Both groups have members who are secret weapons. Can you guess who it is for N'Sync? No, it's not the sharply-named Lance. It's not even tough guy Joey from the 'hood. It's Chris. Why? I'll tell you: At 26, Chris is the oldest guy in the group, which points to something called "life experience," also known as "wisdom." That would add to Chris's fighting prowess. Unfortunately, Chris's braces have come off his teeth. If you don't know this firsthand, braces can scrape.

Backstreet Boys also have a secret weapon. It's not everyone's favorite, Nick, even though he's obsessed with comic books, which is a plus. It is the one they call "Freight", aka Kevin. Like Chris of N'Sync, Kevin is the eldest of his comrades.

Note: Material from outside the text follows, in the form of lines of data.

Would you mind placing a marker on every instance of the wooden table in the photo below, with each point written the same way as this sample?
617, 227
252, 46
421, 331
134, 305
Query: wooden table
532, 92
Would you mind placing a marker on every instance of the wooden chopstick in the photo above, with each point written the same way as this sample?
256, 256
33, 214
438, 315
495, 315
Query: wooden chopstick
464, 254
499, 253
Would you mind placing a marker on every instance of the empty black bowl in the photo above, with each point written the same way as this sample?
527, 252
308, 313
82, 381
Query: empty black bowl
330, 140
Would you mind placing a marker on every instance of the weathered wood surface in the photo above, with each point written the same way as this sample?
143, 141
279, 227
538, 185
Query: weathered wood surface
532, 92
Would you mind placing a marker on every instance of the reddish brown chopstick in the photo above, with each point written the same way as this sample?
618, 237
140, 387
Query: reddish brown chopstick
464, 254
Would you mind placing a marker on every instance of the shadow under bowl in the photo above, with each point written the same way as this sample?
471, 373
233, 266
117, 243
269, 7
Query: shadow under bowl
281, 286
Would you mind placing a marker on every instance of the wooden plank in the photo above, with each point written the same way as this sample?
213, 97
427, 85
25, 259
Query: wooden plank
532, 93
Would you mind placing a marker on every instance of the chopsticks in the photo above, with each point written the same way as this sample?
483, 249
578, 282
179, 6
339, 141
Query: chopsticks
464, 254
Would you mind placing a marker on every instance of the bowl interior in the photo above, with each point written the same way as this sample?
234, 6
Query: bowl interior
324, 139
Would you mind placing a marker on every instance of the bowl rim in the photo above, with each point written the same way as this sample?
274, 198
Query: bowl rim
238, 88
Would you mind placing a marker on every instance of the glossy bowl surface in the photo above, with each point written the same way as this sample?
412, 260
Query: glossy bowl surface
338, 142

The rest of the group thinks he can be a big pain because he's always on the straight and narrow, ofthn telling them what to do. But you knw what? That's the stuff generals are made of. I think Kevin sees the big picture and can strategize appropriately. Once his plan is set, he just keeps rolling towards it, over all the obstacles in his path.

(Kev's not all steely determination: he actually cried at the sight of a blind boy smiling in the audience one night. So, you see, Greight has a softer side, too.)

Place Your Bets

Hopefully, BSB & N'Synce will *never* fight. After all, they're both great bands and too cute to risk those smiles.

But if it came to blows, smart money would be on the Backstreet Boys. In addition to the home turf advantage, tough streak and Freight, they've been together six whole years. N'Sync, on the other hand, has been together for less than three. I'm not sure the Syncers can replicate that kind of deeper cohesion. Out there in the trenches of touring and meet-and-greets and body waxings, soldiers bond. And the Backstreet Boys have had six years of bonding.

With some effort, both BSB and N'Sync could be smooth, well-oiled fighting machines. And there'd be no icky chest hair to interfere!